I was looking for an Anagram module on CPAN: Something that
could read in a dictionary and use that to create simple
anagrams of words with an
anagram($word) function. I
couldn't find anything, so I wrote my own module. I wanted
to submit it to CPAN, but I've never done that before. My
questions are two-fold:
#1: What should I do before submitting the module? I'd like
to set up something that works with
MakeMaker (someone
suggested
h2xs). What about general documentation?
Clearly there is no end to the amount of support you could
give a module, but what's a reasonable lower bound for
supporting this hack?
#2: I've attached the module code and a short script to run
it below. What is stylistically expected from a CPAN
module? How could this code get cleaned up? Are there any
algorithmic changes that would make the code run faster
(or support more than 1 destination word?) (If you're curious, the code parses a
dictionary into a standard tree format and then when anagraming
the words, walks through the tree on a prefix-by-prefix basis.
A few of my variable names suck. Let me know if you have
better names than
$sub_table and
$sub_prefix.)
anagram:
#!/usr/bin/perl -w
use strict;
use Anagram;
while (<>) {
chomp;
my $word = $_;
s/\W//g;
my $base = lc;
my @words = grep { $base ne $_ } Anagram::anagram($base);
next unless @words;
print "\nAnagrams of $_:\n";
print " $_\n" foreach @words;
}
Anagram.pm:
use strict;
use Carp;
package Anagram;
@Anagram::EXPORT = qw(anagram is_word starts_word);
BEGIN {
$Anagram::version = "1.0";
$Anagram::dict = {};
open DICT, "</usr/dict/words" or croak("Could not open dictionary:
+ $!");
foreach (<DICT>) {
s/\W//g;
my @letters = split //, lc;
# Insert word into sorted dictionary tree
my $sub_table = $Anagram::dict;
foreach (@letters) {
# Create sub-table if it's missing and then recurse
$sub_table->{$_} = {} if ref($sub_table->{$_}) ne 'HASH';
$sub_table = $sub_table->{$_};
}
# Flag this entry as a valid word
$sub_table->{word} = 1;
}
close DICT;
}
sub version {
my $version = shift;
warn "Version $version is later than $Anagram::version."

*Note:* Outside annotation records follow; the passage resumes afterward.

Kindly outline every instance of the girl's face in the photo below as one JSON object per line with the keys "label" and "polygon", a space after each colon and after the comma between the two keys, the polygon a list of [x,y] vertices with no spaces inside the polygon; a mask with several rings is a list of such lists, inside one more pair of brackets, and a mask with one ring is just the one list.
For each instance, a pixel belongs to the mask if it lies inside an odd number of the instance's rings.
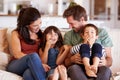
{"label": "girl's face", "polygon": [[96,35],[96,30],[93,27],[86,27],[83,34],[83,39],[94,39],[96,40],[98,36]]}
{"label": "girl's face", "polygon": [[28,28],[32,33],[37,33],[40,29],[41,24],[42,24],[42,21],[40,18],[38,18],[36,21],[31,23]]}
{"label": "girl's face", "polygon": [[55,44],[58,41],[58,34],[53,30],[46,35],[46,40],[50,41],[51,44]]}

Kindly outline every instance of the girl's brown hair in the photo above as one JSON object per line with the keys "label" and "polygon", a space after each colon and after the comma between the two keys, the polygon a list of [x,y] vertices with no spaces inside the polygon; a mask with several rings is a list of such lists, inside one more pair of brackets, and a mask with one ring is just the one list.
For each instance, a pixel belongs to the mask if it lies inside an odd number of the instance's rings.
{"label": "girl's brown hair", "polygon": [[52,31],[58,34],[58,41],[56,42],[54,48],[60,48],[63,45],[63,38],[60,30],[56,26],[48,26],[43,32],[43,40],[42,40],[42,44],[40,45],[43,51],[46,44],[46,35],[48,33],[51,33]]}

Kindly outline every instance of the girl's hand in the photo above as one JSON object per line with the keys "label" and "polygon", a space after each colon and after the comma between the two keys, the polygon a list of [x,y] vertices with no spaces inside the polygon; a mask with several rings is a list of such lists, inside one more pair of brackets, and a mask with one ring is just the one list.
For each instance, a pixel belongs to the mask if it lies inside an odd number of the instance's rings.
{"label": "girl's hand", "polygon": [[93,39],[93,38],[88,38],[88,39],[87,39],[87,43],[88,43],[90,46],[92,46],[92,45],[94,44],[94,42],[95,42],[95,39]]}
{"label": "girl's hand", "polygon": [[46,42],[46,47],[47,47],[47,48],[50,48],[51,45],[52,45],[52,40],[51,40],[51,39],[47,40],[47,42]]}

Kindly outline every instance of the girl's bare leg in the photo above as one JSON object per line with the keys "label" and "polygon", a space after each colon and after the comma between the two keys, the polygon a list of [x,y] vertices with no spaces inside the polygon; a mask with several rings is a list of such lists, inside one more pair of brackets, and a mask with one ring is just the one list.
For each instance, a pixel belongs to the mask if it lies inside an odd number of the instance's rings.
{"label": "girl's bare leg", "polygon": [[64,65],[58,66],[58,71],[60,74],[60,80],[67,80],[67,69]]}
{"label": "girl's bare leg", "polygon": [[94,71],[91,69],[90,63],[89,63],[89,58],[84,57],[83,58],[83,64],[85,66],[86,74],[89,77],[97,77],[97,75],[94,73]]}
{"label": "girl's bare leg", "polygon": [[55,68],[52,80],[59,80],[58,67]]}

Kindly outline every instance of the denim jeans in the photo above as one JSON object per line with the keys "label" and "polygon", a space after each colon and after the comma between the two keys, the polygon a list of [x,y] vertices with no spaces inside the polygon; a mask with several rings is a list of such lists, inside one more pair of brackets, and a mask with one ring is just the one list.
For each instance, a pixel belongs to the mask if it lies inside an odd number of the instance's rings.
{"label": "denim jeans", "polygon": [[97,77],[90,78],[85,74],[84,65],[74,64],[68,68],[68,76],[71,80],[110,80],[111,70],[109,67],[100,66],[98,67]]}
{"label": "denim jeans", "polygon": [[51,48],[48,51],[47,64],[51,67],[51,69],[54,69],[57,66],[56,59],[57,59],[58,53],[59,53],[59,51],[56,48]]}
{"label": "denim jeans", "polygon": [[22,76],[24,80],[45,80],[46,76],[37,53],[31,53],[21,59],[13,60],[8,65],[7,70]]}

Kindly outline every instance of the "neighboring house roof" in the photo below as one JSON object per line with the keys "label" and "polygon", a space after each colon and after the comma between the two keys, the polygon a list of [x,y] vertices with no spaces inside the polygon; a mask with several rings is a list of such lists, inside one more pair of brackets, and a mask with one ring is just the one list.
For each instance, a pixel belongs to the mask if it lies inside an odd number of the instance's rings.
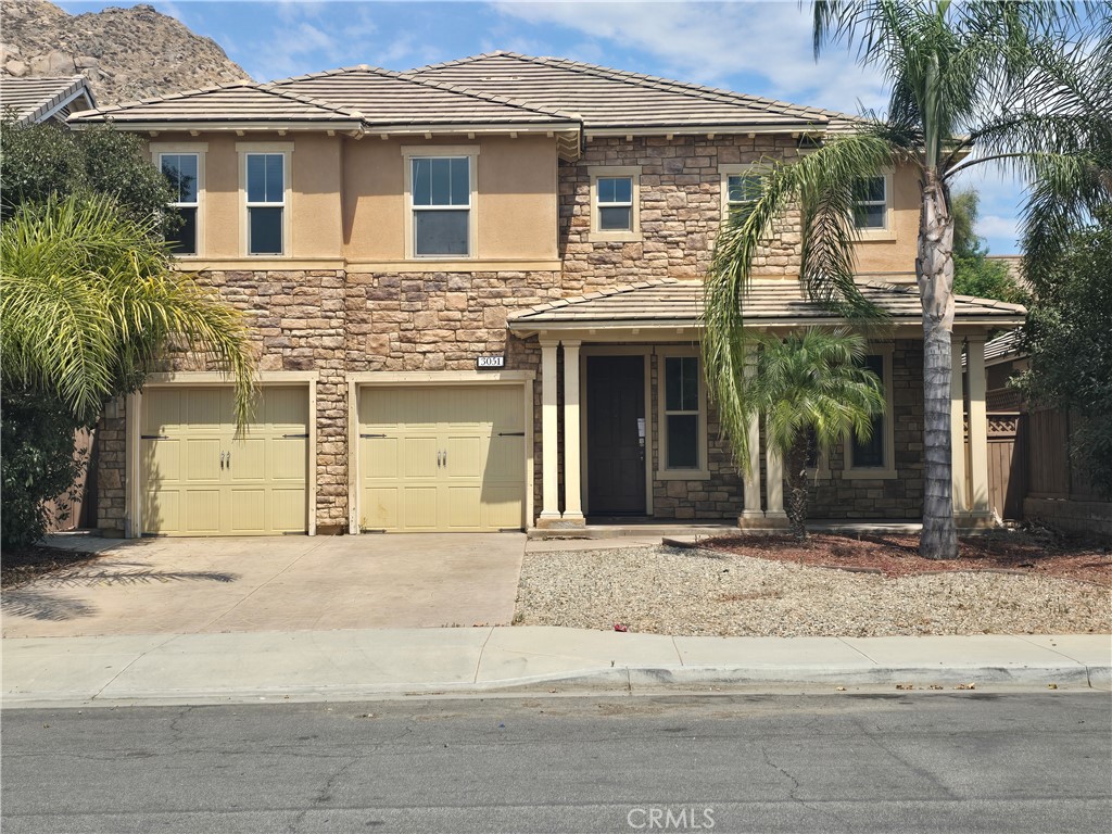
{"label": "neighboring house roof", "polygon": [[564,58],[490,52],[406,73],[575,113],[589,131],[684,128],[828,130],[854,117]]}
{"label": "neighboring house roof", "polygon": [[[862,294],[891,316],[891,324],[920,324],[923,309],[919,290],[880,281],[860,286]],[[704,285],[666,279],[614,290],[589,292],[538,305],[510,316],[518,331],[598,326],[701,327]],[[1015,326],[1024,308],[984,298],[957,296],[954,319],[962,324]],[[838,312],[806,298],[797,281],[755,281],[743,302],[745,319],[755,325],[806,325],[837,321]]]}
{"label": "neighboring house roof", "polygon": [[997,336],[995,339],[991,339],[985,342],[985,363],[994,365],[1000,361],[1016,358],[1020,355],[1020,339],[1021,336],[1019,330],[1009,330],[1002,336]]}
{"label": "neighboring house roof", "polygon": [[64,120],[71,112],[96,107],[83,76],[14,78],[0,76],[0,109],[11,109],[19,125],[50,118]]}
{"label": "neighboring house roof", "polygon": [[308,96],[267,85],[236,81],[203,90],[128,101],[70,117],[71,125],[332,123],[358,127],[363,116]]}

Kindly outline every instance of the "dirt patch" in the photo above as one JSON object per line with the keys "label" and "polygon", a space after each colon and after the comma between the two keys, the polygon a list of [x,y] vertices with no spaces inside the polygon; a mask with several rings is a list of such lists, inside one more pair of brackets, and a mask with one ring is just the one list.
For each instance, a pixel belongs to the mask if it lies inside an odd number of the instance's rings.
{"label": "dirt patch", "polygon": [[19,550],[4,550],[0,558],[0,587],[17,588],[40,576],[79,567],[97,558],[85,550],[63,550],[57,547],[33,546]]}
{"label": "dirt patch", "polygon": [[791,536],[721,536],[699,547],[773,562],[885,576],[953,573],[1044,575],[1112,587],[1108,543],[1056,535],[1048,530],[992,530],[960,540],[959,558],[926,559],[919,536],[814,534],[807,542]]}

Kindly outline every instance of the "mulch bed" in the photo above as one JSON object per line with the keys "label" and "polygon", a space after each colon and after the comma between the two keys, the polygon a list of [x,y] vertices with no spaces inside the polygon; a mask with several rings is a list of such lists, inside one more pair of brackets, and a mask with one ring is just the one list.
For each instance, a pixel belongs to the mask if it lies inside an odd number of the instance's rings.
{"label": "mulch bed", "polygon": [[0,587],[14,588],[40,576],[78,567],[97,558],[85,550],[62,550],[57,547],[32,546],[4,550],[0,557]]}
{"label": "mulch bed", "polygon": [[699,547],[758,559],[814,567],[880,573],[885,576],[976,570],[1042,574],[1112,587],[1109,543],[1050,530],[992,530],[962,538],[959,558],[936,560],[919,555],[919,536],[812,534],[805,543],[791,536],[721,536]]}

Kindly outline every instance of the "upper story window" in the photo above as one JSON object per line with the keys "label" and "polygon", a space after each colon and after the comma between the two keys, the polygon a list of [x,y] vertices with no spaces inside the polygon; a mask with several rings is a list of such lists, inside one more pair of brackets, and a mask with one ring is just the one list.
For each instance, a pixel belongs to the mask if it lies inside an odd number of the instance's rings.
{"label": "upper story window", "polygon": [[170,182],[170,207],[181,219],[167,240],[176,255],[197,255],[197,222],[200,207],[200,153],[160,153],[159,168]]}
{"label": "upper story window", "polygon": [[286,155],[247,153],[247,254],[282,255]]}
{"label": "upper story window", "polygon": [[857,181],[853,222],[862,230],[888,228],[888,178],[885,175],[866,177]]}
{"label": "upper story window", "polygon": [[590,169],[590,239],[641,240],[641,168]]}
{"label": "upper story window", "polygon": [[414,255],[468,257],[470,158],[416,157],[410,159],[410,166]]}
{"label": "upper story window", "polygon": [[757,173],[726,175],[726,208],[733,212],[752,208],[761,197],[761,176]]}

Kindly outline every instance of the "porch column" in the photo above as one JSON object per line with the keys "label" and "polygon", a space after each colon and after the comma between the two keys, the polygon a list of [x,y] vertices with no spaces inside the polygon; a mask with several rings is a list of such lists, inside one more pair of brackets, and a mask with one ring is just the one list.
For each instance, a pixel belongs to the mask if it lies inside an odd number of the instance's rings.
{"label": "porch column", "polygon": [[558,341],[540,342],[540,484],[542,503],[538,527],[559,520],[559,453],[556,405],[556,347]]}
{"label": "porch column", "polygon": [[[745,376],[752,377],[757,373],[754,357],[749,356],[745,363]],[[748,427],[748,471],[742,473],[742,485],[745,489],[745,508],[737,519],[737,526],[763,527],[764,513],[761,510],[761,424],[754,417],[749,420]]]}
{"label": "porch column", "polygon": [[[969,481],[965,478],[965,395],[962,389],[961,337],[950,337],[950,475],[954,497],[954,515],[966,516],[970,512]],[[964,525],[964,518],[959,526]]]}
{"label": "porch column", "polygon": [[989,506],[989,415],[985,406],[984,335],[969,337],[970,510],[975,526],[992,526]]}
{"label": "porch column", "polygon": [[787,527],[787,513],[784,512],[784,459],[772,445],[765,448],[765,492],[768,496],[765,527]]}
{"label": "porch column", "polygon": [[579,341],[564,340],[564,522],[586,524],[579,487]]}

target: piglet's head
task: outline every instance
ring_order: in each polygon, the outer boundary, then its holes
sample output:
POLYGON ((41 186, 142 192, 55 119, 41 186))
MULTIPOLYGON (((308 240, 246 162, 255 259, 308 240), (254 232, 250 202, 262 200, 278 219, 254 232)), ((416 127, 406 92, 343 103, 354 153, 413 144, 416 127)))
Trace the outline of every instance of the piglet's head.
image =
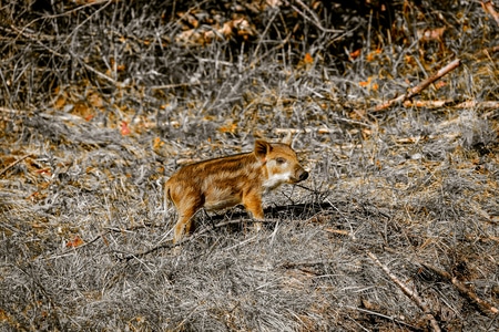
POLYGON ((255 142, 255 155, 266 170, 264 187, 274 189, 282 184, 296 184, 308 178, 293 148, 285 143, 255 142))

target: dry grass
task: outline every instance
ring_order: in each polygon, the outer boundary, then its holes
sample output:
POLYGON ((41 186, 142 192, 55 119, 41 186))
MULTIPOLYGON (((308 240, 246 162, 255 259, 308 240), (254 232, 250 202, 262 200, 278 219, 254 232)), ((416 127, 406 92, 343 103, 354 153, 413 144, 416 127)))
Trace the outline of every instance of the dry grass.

if defined($version) && ($version > $Anagram::version);
return $Anagram::version;
}
sub anagram {
my $word = shift;
# Create table of letters. This is better than a pure table
# because we avoid extra work for duplicated letters-- we can
# anagram "aaaaa" in one cycle instead of 5! = 120 cycles.
my $letters = {};
foreach (split //, $word) {
$letters->{$_}++;
}
return permute_recurse($letters, "");
}
sub permute_recurse {
my ($letters, $prefix) = @_;
my @words = ();
foreach (keys %$letters) {
# Test if any words start with this new prefix
my $sub_prefix = $prefix.$_;
my $sub_table = starts_word($sub_prefix);
next unless $sub_table;
# Use this letter
if ($letters->{$_} <= 1) {
delete $letters->{$_};
} else {
$letters->{$_}--;
}
# Test for recurse case
if (scalar keys %$letters) {
push @words, permute_recurse($letters, $sub_prefix);
}
# Test for base case
elsif ($sub_table->{word}) {
push @words, $sub_prefix;
}
# Restore letter
$letters->{$_}++;
}
return @words;
}
sub is_word {
my $sub_table = walk_dict(@_) or return undef;
return $sub_table->{word};
}
# Returns a sub-table entry on true and undef on failutre
sub starts_word {
my ($word) = @_;
my $sub_table = $Anagram::dict;
foreach (split //, $word) {
$sub_table = $sub_table->{$_};
return undef unless ref($sub_table) eq 'HASH';
}
return $sub_table;
}
1;
-Ted